Ce constat, quoique nuancĂ©, contraste bel et bien avec celui de 1998, quand le mĂȘme conseil lançait un cri d’alarme, affirmant que la surpĂȘche menaçait la survie de ce gros poisson prĂ©dateur dont les populations de l’Atlantique du nord-est se reproduisent au printemps en MĂ©diterranĂ©e.

En 2010, l’Union europĂ©enne est allĂ©e jusqu’à demander, sans succĂšs, l’inscription de cette espĂšce sur la liste rouge de la Convention internationale sur le commerce des espĂšces menacĂ©es (Cites), un prĂ©lude Ă  l’interdiction de sa commercialisation.

Depuis, la donne a changĂ© de maniĂšre drastique. De plus de 50 mille tonnes par an dans les annĂ©es 90, l’entrĂ©e en vigueur du systĂšme des quotas a ramenĂ© les prises Ă  28,5 mille tonnes, en 2008, puis Ă  22 mille tonnes en 2009, ensuite Ă  13,5 mille tonnes l’annĂ©e d’aprĂšs, avant de descendre Ă  12,9 mille tonnes entre 2011 et 2012.

Sur ce plan prĂ©cisĂ©ment, la rĂ©action du responsable du WWF a Ă©tĂ© sans ambages : «Les scientifiques sont trĂšs clairs : les donnĂ©es de base de l’évaluation sont trĂšs mauvaises et il y a beaucoup d’incertitudes», a-t-il martelĂ©, prĂ©cisant que l’idĂ©e de son organisation est de «faire une nouvelle Ă©valuation des stocks dans trois ans avec une formation amĂ©liorĂ©e, mais aussi une nouvelle mĂ©thodologie qui permettrait aux scientifiques aussi d’ĂȘtre plus sĂ»rs des donnĂ©es sur le terrain».

Devant une espĂšce fortement surexploitĂ©e depuis des dĂ©cennies et victime de surpĂȘche et de pĂȘche illĂ©gale, en particulier dans les principales zones de frais du thon rouge en MĂ©diterranĂ©e, l’ICCAT ne pouvait rester de marbre, surtout avec la prĂ©sence d’un nombre trop important de bateaux en mer et d’un manque de contrĂŽle des captures.

Sur la pĂȘche illicite, non-rĂ©glementĂ©e et non-dĂ©clarĂ©e (INN) prĂ©cisĂ©ment, M. Tudela a assurĂ© que «c’est vrai que toutes les captures ont baissĂ© y compris la pĂȘche illicite, mais on est aussi soucieux de ça. Parce que ça ne sert Ă  rien d’avoir des quotas et d’autres mesures qui sont dans la fourche scientifique si, Ă  cĂŽtĂ©, on a des pĂȘches illicites».

Dans un rĂ©cent document rendu public, le WWF rĂ©vĂšle, citant une Ă©tude dont il est le commanditaire, qu’entre 2000 et 2010 «l’équivalent de 18.704 tonnes de thon rouge auraient transitĂ© via le Panama sans avoir Ă©tĂ© dĂ©clarĂ© Ă  l’ICCAT».

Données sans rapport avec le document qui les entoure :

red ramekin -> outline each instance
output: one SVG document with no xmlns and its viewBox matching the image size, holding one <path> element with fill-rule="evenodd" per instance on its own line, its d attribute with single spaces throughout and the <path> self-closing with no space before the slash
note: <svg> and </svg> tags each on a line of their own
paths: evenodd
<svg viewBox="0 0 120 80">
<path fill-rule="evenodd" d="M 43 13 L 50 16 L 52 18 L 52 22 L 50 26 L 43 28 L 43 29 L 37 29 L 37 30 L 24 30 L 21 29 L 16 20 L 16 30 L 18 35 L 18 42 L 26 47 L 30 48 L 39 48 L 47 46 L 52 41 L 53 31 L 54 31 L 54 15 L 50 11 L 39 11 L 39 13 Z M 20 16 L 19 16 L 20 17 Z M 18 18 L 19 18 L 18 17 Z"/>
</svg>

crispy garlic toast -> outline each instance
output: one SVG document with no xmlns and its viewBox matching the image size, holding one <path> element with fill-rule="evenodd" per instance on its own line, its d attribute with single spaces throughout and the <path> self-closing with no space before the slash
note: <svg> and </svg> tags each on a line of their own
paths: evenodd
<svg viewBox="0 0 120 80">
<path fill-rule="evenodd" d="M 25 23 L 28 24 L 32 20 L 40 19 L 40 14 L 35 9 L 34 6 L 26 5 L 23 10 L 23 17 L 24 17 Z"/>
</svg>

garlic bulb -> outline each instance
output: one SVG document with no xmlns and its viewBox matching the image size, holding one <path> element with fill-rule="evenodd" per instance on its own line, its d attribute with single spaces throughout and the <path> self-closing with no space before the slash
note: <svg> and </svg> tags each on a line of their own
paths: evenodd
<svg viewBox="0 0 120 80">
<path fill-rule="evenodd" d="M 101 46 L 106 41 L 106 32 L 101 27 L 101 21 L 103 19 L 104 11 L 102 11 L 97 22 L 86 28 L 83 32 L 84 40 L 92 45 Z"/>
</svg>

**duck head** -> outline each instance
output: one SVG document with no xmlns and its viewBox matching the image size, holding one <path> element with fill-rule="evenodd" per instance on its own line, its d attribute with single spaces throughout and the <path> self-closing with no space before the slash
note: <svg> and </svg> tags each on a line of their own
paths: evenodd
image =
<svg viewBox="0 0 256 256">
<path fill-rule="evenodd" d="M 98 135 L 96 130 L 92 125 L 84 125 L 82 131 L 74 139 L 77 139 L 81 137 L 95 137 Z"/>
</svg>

Sur la mĂȘme lancĂ©e, le PEW Environment Group, une autre organisation Ă©cologique internationale, tire Ă  boulets rouges contre la persistance de la pĂȘche illicite dans les pĂȘcheries du thon rouge, comme en tĂ©moigne une Ă©tude de 2012, qui estime que «le total des quotas admissibles Ă©tait dĂ©passĂ© de 62 % entre 2005 et 2011 et de 77 % entre 2008 et 2011».

Dans un presse-release, la mĂȘme ONG recommande «de tenir compte des recommandations scientifiques et de ne pas augmenter les quotas tant que le problĂšme de la pĂȘche illicite n’est pas traitĂ© et que les meilleures recherches disponibles ne sont pas intĂ©grĂ©es Ă  l’évaluation du stock».

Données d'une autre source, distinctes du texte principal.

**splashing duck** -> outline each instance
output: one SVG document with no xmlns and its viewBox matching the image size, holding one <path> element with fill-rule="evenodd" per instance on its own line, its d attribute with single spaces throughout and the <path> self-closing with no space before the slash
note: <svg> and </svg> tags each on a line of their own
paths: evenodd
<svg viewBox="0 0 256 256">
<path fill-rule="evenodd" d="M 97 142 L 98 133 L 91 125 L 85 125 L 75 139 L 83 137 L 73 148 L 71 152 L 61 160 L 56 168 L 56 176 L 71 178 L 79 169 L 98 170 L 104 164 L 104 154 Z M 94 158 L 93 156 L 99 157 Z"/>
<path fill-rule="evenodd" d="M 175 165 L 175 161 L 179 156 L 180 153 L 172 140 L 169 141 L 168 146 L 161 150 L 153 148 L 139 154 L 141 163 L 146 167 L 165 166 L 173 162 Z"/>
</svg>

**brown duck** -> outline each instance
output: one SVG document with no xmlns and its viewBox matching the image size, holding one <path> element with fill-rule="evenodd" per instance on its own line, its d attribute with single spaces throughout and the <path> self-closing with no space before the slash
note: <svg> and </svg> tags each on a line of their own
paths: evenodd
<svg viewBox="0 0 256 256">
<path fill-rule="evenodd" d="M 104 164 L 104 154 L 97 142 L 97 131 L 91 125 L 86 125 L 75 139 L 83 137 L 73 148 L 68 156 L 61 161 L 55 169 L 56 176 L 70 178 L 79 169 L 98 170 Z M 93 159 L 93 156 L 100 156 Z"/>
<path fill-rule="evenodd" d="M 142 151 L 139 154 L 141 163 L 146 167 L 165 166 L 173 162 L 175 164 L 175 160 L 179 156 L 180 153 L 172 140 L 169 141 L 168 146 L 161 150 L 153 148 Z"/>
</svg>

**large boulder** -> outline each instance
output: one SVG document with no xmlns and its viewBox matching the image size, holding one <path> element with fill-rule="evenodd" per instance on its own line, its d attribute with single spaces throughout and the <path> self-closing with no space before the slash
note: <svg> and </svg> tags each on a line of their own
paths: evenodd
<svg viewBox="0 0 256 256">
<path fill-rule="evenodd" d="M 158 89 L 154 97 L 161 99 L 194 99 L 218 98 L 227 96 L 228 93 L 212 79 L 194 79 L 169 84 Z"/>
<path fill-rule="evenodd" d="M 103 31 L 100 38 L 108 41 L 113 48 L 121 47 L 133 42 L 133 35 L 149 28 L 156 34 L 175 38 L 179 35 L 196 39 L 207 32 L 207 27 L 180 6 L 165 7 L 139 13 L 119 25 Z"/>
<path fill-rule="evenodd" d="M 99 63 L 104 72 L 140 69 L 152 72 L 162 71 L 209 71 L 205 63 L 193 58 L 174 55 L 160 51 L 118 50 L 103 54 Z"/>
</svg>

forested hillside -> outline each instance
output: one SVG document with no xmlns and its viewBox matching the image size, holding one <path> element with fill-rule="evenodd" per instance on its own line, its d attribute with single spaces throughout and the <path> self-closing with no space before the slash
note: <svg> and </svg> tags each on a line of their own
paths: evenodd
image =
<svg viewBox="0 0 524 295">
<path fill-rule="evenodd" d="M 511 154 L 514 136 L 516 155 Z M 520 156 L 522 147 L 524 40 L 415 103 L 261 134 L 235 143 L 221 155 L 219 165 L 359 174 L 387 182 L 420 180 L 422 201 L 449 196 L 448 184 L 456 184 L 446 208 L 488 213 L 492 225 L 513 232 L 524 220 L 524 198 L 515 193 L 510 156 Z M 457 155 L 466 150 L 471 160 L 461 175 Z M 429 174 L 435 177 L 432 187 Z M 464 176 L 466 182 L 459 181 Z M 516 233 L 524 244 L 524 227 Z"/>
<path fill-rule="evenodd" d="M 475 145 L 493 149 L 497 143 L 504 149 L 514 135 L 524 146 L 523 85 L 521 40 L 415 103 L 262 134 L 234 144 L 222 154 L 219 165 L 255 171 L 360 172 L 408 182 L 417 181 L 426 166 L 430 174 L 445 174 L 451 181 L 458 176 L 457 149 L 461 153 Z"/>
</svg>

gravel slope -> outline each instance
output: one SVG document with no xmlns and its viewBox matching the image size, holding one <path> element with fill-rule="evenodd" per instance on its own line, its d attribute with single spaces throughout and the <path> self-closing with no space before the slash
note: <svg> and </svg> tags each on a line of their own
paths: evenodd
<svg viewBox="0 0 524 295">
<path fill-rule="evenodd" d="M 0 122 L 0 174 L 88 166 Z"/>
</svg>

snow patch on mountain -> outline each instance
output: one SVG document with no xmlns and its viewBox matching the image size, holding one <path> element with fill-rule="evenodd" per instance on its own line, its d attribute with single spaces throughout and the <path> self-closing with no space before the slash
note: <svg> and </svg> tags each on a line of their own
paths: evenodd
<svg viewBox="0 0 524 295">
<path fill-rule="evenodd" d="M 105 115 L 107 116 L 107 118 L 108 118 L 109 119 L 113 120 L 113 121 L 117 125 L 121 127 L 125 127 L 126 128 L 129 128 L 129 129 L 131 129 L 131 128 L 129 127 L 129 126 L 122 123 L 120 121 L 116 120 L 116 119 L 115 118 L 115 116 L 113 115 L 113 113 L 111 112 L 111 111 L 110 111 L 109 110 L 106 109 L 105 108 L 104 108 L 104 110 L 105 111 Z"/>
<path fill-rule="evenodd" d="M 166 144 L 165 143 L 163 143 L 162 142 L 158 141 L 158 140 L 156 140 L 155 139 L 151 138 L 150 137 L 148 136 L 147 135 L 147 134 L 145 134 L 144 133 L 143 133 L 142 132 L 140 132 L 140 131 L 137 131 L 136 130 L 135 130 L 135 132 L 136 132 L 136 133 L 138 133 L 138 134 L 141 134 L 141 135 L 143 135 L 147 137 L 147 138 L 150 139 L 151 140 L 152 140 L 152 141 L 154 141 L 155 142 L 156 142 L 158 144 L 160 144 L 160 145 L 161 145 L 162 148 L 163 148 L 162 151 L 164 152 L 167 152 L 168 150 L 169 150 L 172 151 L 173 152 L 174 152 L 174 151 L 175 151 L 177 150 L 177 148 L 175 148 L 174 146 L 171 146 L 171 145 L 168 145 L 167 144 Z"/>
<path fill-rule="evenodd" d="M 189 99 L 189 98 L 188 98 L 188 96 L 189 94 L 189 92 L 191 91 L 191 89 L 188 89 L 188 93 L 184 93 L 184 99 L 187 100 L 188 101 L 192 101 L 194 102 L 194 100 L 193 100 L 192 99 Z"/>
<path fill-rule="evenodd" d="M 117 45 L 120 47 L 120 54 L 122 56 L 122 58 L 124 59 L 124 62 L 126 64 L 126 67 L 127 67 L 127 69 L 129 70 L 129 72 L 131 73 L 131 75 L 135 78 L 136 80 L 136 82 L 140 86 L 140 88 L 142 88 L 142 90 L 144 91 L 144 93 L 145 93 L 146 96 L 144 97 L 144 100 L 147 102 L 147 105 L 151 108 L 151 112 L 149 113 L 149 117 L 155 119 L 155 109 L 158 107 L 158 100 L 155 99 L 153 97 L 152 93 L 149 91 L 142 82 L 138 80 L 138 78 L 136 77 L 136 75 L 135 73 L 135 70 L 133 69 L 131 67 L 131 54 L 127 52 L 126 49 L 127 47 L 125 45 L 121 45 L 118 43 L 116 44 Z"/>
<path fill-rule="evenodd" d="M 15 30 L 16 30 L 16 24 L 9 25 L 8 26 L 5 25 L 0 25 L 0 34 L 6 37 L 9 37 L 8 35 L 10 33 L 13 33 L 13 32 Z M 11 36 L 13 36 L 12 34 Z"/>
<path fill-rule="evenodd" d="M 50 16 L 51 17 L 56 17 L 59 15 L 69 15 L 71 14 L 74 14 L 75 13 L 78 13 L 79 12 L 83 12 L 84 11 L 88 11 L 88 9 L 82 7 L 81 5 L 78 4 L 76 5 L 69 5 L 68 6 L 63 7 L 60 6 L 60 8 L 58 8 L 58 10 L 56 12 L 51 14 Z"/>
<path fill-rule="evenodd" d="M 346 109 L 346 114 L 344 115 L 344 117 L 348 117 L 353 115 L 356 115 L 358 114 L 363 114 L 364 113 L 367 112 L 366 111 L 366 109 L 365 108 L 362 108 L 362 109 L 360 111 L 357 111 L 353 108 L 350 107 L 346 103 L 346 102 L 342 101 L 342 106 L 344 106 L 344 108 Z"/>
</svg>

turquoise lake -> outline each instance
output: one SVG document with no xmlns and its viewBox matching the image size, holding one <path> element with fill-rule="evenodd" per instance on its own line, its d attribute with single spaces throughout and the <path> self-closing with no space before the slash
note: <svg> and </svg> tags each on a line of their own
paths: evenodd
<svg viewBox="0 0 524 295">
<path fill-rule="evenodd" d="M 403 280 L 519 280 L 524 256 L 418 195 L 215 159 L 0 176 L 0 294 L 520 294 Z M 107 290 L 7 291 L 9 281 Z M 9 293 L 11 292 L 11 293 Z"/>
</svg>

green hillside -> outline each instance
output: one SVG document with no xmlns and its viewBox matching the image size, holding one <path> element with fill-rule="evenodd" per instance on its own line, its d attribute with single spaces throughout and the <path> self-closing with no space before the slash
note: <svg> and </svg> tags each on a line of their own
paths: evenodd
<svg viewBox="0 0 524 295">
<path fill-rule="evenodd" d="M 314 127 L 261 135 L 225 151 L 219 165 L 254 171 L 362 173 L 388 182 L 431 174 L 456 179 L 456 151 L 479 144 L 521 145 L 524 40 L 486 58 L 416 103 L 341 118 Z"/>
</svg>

Elle prĂ©conise aussi d’adopter «rapidement une version Ă©lectronique du systĂšme actuellement sur papier de documentation des captures» afin de rĂ©duire le commerce illĂ©gal, de «crĂ©er un groupe formel d’experts qui utilisera les donnĂ©es du commerce et de la documentation des captures de thon rouge» et d’enquĂȘter sur les sources de pĂȘche illicite.

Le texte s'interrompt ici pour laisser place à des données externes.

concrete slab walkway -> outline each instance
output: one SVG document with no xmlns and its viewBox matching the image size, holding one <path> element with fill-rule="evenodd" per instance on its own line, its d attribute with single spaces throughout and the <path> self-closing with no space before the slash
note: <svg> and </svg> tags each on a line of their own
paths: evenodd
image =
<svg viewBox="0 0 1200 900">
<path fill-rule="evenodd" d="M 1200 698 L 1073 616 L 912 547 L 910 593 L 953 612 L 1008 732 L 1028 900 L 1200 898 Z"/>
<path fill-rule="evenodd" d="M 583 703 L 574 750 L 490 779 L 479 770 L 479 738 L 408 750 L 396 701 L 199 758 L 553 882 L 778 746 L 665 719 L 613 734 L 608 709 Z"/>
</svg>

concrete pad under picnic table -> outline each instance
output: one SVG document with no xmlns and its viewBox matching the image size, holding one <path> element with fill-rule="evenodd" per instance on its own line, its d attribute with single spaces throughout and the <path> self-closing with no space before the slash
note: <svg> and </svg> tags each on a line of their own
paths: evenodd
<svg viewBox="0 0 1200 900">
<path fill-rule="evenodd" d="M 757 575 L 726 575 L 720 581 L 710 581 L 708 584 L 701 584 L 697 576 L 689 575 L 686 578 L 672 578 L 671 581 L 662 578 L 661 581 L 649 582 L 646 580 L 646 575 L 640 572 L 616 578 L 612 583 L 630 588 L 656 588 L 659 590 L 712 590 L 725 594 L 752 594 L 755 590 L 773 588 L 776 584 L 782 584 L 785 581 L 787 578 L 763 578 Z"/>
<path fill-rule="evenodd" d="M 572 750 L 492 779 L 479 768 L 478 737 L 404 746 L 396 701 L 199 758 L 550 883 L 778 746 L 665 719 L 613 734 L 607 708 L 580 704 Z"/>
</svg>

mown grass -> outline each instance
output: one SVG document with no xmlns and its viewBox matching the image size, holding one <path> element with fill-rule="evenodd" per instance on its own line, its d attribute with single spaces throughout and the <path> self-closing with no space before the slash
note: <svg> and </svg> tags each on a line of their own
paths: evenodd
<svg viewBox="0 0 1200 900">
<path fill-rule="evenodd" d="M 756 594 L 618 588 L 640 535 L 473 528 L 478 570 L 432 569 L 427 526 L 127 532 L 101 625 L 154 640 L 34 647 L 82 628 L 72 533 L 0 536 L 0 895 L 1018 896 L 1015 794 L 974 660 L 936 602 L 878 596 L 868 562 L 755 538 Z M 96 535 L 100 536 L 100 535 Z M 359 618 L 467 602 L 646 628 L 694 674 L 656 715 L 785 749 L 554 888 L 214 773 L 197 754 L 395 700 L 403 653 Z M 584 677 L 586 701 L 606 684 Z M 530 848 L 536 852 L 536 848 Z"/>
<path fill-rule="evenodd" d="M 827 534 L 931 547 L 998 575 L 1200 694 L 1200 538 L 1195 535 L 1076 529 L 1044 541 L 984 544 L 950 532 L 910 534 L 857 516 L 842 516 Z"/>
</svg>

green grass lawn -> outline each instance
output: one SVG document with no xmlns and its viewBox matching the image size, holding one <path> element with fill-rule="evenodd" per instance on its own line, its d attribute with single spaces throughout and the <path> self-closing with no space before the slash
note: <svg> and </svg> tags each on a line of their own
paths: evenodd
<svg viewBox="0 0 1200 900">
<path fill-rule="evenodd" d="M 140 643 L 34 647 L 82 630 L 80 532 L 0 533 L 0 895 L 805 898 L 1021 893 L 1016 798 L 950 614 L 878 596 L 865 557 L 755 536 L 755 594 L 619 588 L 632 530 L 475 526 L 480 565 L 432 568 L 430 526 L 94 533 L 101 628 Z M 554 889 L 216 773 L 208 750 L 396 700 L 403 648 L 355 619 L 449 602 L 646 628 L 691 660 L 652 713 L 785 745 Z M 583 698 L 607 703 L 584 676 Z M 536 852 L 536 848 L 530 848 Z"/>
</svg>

Dans une allocution lue en son nom Ă  l’ouverture, lundi, des travaux de l’ICCAT, le ministre de l’Agriculture et de la PĂȘche maritime, Aziz Akhennouch, avait appelĂ© Ă  rĂ©flĂ©chir sur «de nouveaux instruments de rĂ©gulation et de gestion responsable» des ressources thoniĂšres, en se basant sur un avis scientifique fondĂ©, un engagement collectif Ă  collecter et Ă  transmettre des informations et des donnĂ©es de qualitĂ© et l’optimisation de la traçabilitĂ© des captures en aval et en amont.

Il a assurĂ© que ces mĂ©canismes doivent aussi prĂ©voir la mise en place de mesures de gestion intĂ©grant les approches permettant de mieux apprĂ©hender les questions environnementales, des mesures de contrĂŽle et de suivi intĂ©grĂ©, le renforcement de la coopĂ©ration rĂ©gionale et l’accompagnement des parties contractantes en dĂ©veloppement.

Au Maroc, la pĂȘche des espĂšces de thonidĂ©s et des espĂšces apparentĂ©es a atteint une production de 8.584 tonnes au cours de l’annĂ©e 2011, contre 10.722 tonnes en 2010, soit une baisse d’environ 20% en termes de volume.